The leak also raises concerns about taking corporate messaging at face value and the need for marketers to continue experimenting in coordination with user experience design and content communications. It raises questions whether the same rules apply to Google’s own web properties, such as Travel, Shopping, and Flights. 

The leak also has ramifications for Google’s precarious position within the rapidly evolving search landscape. A group of new rivals have emerged that run on nascent AI software. These include OpenAI’s newly announced direct competitor to Google (“SearchGPT”), Microsoft’s long-ignored search engine Bing (now powered by ChatGPT) and its AI assistant Copilot, and Perplexity, a high-profile AI-powered chatbot. The quality of these new search engines varies, but they inject competition into a long-stagnant market. Google’s lack of transparency over its search SEO rules has frustrated its users. For over a decade, users had little choice in their search engine, and Google could potentially manipulate its SEO without losing consumers. That may no longer be the case. 

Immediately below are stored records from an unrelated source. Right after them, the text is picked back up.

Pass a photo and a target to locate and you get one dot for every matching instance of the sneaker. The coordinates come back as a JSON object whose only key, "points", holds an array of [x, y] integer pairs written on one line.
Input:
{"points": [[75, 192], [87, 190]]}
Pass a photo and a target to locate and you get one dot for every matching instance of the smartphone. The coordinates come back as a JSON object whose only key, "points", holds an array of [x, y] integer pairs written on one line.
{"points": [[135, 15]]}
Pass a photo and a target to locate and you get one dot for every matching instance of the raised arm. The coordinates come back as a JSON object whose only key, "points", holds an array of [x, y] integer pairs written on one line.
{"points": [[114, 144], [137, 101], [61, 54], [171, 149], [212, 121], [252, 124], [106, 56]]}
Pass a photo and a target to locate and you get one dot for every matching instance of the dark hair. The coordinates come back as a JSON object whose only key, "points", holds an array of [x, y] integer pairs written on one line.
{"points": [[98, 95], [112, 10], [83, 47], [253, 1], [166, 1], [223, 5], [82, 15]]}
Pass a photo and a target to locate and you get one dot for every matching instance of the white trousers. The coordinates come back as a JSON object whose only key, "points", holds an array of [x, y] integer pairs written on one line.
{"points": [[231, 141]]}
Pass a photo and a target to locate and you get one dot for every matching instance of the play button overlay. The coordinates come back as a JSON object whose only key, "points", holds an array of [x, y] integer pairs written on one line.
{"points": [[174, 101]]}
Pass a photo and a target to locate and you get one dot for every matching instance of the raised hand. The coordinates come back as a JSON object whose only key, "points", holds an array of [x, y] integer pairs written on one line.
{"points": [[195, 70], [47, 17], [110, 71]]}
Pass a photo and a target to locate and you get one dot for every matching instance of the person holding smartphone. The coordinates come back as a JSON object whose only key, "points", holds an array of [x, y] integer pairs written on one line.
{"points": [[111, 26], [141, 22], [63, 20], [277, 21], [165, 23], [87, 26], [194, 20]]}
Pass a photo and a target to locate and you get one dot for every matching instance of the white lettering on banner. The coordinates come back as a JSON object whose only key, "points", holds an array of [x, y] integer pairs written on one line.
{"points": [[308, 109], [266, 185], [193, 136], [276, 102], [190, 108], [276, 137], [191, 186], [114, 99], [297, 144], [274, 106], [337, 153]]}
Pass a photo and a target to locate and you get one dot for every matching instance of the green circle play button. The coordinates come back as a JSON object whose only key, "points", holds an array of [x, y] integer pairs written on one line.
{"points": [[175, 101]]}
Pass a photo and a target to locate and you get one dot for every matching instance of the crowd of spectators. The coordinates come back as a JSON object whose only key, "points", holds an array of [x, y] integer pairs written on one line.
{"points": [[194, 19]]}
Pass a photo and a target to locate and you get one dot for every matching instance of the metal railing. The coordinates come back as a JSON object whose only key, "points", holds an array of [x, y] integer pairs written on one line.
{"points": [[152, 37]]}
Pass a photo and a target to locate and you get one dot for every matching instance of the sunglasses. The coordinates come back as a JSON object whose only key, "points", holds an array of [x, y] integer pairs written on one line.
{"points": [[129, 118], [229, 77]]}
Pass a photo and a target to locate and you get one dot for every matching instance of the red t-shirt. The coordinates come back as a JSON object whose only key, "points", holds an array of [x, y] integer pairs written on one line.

At the recent Stigler Center antitrust and competition conference, author and advocate Cory Doctorow revealed that he has started paying $10 monthly to use a new search engine called Kagi. Instead of monetizing users for targeted marketing, Kagi offers three monthly pricing tiers that offer an ad-free, personalized search experience where the “incentives of your information provider are aligned with what’s best for you, not what’s best for advertisers.” Doctorow said at the conference, “The problem isn’t that Google scrapes us. The problem is that we can’t scrape Google.” In other words, we don’t know why Google shows us the information it does. Google’s SEO leak has not produced outrage, but it has raised questions about transparency. Even if Google ignores the leak and the questions it raises, it will have a much harder time ignoring the new search competitors who may offer higher quality and perhaps more transparent services to consumers.